Dec. 16 (Bloomberg) -- A spiraling default crisis in Europe poses the “single biggest threat” to the world economy, IHS Inc. chief economist Nariman Behravesh said today in an interview on Bloomberg Television.
“The predominant risks are on the downside” to the global economy, he said on Bloomberg Television’s “Surveillance Midday” with Tom Keene. Those risks included China’s ability to “engineer a soft landing,” he said.
Behravesh said economic research firm IHS had “penciled in” a recession for Europe, while the U.S. would probably avoid a renewed slump. Emerging economies like China and Brazil would continue to be the drivers of world growth, while developed economies, including the U.S., will see “sluggish growth.”
“It’s very much still this sort of a two-speed world,” he said.
IHS forecasts the U.S. economy will grow 1.8 percent next year, he said. “It’s not great, it’s not horrible either. It’s sluggish but no double dip,” he said, referring to another recession.
Growth at that pace would generate 125,000 to 150,000 jobs a month, which he said would only bring down U.S. unemployment from its current 8.6 percent rate “very gradually.”
He said Federal Reserve monetary policy could do little to bring down unemployment. “What’s going to drive down the unemployment rate is confidence on the part of businesses and consumers, for consumers to spend, for businesses to hire.”

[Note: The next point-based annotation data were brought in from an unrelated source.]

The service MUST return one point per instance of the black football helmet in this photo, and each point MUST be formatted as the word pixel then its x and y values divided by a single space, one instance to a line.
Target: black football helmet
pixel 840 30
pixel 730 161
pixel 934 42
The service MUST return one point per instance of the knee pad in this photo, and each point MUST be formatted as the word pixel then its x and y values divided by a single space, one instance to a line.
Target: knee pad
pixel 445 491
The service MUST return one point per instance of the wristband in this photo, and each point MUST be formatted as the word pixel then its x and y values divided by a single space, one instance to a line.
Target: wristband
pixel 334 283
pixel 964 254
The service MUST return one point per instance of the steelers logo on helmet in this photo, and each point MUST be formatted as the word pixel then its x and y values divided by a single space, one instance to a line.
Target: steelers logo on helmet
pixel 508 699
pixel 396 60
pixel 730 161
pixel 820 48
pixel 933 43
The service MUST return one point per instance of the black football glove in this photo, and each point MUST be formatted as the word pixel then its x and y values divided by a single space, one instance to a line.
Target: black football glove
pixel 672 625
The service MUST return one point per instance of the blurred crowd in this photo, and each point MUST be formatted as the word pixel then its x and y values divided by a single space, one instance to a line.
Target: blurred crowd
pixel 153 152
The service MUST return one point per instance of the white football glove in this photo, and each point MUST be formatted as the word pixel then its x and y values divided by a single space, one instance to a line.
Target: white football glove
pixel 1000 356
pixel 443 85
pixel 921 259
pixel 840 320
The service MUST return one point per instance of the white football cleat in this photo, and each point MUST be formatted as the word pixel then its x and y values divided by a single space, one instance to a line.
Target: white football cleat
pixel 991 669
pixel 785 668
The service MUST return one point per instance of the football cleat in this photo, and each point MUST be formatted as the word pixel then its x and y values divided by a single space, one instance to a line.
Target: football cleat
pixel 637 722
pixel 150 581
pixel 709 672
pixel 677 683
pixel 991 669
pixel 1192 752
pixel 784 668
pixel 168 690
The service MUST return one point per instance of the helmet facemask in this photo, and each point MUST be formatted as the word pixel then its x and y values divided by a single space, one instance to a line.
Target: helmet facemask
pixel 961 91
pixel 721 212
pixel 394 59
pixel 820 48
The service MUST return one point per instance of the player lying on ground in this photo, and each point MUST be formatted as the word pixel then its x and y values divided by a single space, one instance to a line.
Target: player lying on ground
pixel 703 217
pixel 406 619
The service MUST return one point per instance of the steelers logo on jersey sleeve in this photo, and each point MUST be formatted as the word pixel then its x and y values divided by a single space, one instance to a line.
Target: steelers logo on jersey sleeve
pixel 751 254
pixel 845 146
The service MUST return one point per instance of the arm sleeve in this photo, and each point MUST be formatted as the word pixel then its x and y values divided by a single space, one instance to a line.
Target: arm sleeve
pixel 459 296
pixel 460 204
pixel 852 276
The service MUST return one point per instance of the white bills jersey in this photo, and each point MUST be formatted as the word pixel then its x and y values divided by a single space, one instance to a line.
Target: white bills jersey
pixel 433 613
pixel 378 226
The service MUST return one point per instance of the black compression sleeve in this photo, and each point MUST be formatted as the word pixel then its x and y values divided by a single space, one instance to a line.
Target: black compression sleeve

Better-than-forecast economic data in recent months in the U.S. had given the Federal Reserve more latitude to weigh its monetary-policy options, he said. “In that sense, it doesn’t necessarily have to pull the trigger on” additional quantitative easing “or anything dramatic yet,” he said.
“Given the economy is looking a little better, it does have more room to maneuver,” he said. “The Fed in that sense is very fortunate.”